U.Va. Astronomer Trinh Xuan Thuan Wins UNESCO's Kalinga Prize

November 2, 2009 — The United Nations Educational, Scientific and Cultural Organization has awarded one of two 2009 Kalinga Prizes for the Popularization of Science to University of Virginia astronomer and author Trinh Xuan Thuan. The other award went to Indian physicist and educator Tash Pal.

The prizes, which include an honorarium, a certificate and the UNESCO-Albert Einstein silver medal, will be awarded Nov. 5 during a ceremony at World Science Day in Budapest.

The UNESCO Kalinga Prize, created in 1952, recognizes distinguished careers in writing, editing, lecturing, broadcasting or film production that interpret science, research and technology to the public. The objective of the prize is part of UNESCO's efforts to promote public awareness of science.

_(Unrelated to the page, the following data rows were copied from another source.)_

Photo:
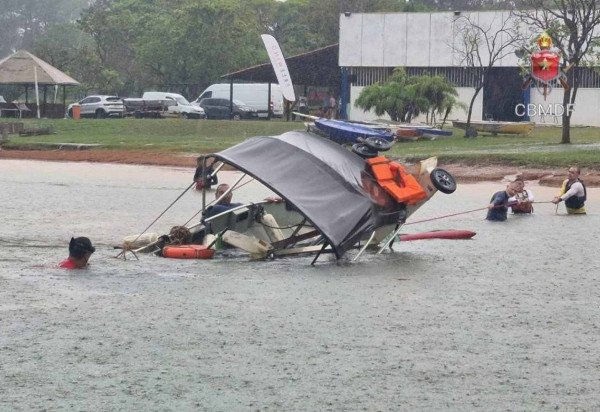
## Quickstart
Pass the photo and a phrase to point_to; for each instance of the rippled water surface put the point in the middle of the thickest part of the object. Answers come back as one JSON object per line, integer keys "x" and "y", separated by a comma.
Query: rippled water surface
{"x": 507, "y": 320}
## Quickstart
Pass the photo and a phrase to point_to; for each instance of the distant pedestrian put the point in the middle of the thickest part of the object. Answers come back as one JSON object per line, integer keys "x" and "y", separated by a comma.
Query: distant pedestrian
{"x": 498, "y": 207}
{"x": 332, "y": 107}
{"x": 573, "y": 192}
{"x": 211, "y": 177}
{"x": 80, "y": 250}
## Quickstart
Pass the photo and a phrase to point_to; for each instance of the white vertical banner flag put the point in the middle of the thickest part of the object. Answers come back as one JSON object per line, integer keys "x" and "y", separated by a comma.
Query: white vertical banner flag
{"x": 280, "y": 67}
{"x": 37, "y": 93}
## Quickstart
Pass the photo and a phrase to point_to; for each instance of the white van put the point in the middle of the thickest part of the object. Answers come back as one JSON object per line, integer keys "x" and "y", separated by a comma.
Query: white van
{"x": 252, "y": 94}
{"x": 177, "y": 104}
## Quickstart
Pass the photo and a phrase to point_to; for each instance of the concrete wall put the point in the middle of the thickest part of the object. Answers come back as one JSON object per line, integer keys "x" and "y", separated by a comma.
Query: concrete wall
{"x": 411, "y": 39}
{"x": 464, "y": 95}
{"x": 586, "y": 110}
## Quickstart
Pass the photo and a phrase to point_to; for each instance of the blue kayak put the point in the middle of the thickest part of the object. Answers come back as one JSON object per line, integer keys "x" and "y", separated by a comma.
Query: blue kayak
{"x": 347, "y": 133}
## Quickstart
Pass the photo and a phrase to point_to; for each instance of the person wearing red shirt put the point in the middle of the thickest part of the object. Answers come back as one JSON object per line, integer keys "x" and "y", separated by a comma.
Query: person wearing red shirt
{"x": 80, "y": 250}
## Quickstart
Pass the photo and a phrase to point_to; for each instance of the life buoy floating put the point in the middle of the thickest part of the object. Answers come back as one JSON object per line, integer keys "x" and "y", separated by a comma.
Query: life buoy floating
{"x": 188, "y": 252}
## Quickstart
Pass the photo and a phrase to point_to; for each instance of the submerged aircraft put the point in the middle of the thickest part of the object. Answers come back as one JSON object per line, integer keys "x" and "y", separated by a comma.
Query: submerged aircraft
{"x": 332, "y": 199}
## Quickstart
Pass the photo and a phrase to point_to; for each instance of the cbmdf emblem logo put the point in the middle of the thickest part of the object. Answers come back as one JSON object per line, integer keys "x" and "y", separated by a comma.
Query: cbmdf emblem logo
{"x": 545, "y": 67}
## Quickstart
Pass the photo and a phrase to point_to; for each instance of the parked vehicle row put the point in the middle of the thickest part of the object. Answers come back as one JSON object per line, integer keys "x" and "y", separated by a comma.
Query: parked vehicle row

Previous winners have included scientists, journalists, educators and writers, among them Louis de Broglie, Bertrand Russell, Arthur Clarke, Fred Hoyle and Margaret Mead.

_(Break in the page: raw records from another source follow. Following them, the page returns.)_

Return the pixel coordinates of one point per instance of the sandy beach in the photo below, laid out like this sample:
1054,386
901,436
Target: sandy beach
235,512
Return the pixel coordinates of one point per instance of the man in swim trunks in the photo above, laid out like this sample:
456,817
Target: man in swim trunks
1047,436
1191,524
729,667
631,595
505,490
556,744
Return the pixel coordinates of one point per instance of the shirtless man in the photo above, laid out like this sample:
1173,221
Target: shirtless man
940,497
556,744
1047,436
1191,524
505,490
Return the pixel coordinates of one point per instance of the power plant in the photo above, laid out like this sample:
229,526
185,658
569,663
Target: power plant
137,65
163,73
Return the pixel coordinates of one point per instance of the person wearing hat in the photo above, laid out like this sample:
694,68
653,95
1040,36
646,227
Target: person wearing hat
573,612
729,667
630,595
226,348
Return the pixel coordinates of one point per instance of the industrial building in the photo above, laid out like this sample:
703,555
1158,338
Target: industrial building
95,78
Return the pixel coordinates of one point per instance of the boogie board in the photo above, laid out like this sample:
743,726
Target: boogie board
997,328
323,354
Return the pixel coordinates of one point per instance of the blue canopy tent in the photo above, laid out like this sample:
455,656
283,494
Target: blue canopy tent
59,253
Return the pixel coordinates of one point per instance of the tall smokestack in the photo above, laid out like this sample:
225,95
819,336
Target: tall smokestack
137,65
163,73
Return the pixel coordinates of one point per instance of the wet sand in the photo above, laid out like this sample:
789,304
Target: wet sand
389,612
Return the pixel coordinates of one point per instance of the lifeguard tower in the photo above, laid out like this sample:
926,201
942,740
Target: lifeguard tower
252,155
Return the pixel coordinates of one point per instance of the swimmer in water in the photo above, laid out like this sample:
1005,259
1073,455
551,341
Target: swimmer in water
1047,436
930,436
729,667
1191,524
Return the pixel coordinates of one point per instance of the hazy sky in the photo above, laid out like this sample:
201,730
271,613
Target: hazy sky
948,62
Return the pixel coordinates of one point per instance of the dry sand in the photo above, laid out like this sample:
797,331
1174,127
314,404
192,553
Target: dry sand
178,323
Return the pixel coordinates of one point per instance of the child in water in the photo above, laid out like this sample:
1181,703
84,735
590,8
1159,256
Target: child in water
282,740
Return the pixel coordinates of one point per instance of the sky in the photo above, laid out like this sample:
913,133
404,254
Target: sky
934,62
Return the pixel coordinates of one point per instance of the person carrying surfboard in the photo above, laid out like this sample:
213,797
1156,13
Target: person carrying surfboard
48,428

Thuan, who has taught astronomy at U.Va. since 1976, is a best-selling author of popular books on science and nature. His academic research is focused on the evolution of galaxies and the chemical composition of the universe.

Born and raised in Vietnam and educated in Vietnam and France, Trinh writes in French, and has published eight books, some of them best-sellers in France. Several have been translated into English and other languages.

His books include "Dictionary of the Lover of the Sky and the Stars" (2009); "The Ways of Light" (2007); "Origins" (2003); "The Quantum and the Lotus" (2001); "Chaos and Harmony" (2001); "Birth of the Universe" (1993); "An Astrophysicist" (1992), and "The Secret Melody" (1995).

In 2007, the French Academy awarded its prestigious Grand Prix Moron to Thuan for "The Ways of Light." That award is roughly equivalent to the American Pulitzer Prize or National Book Award.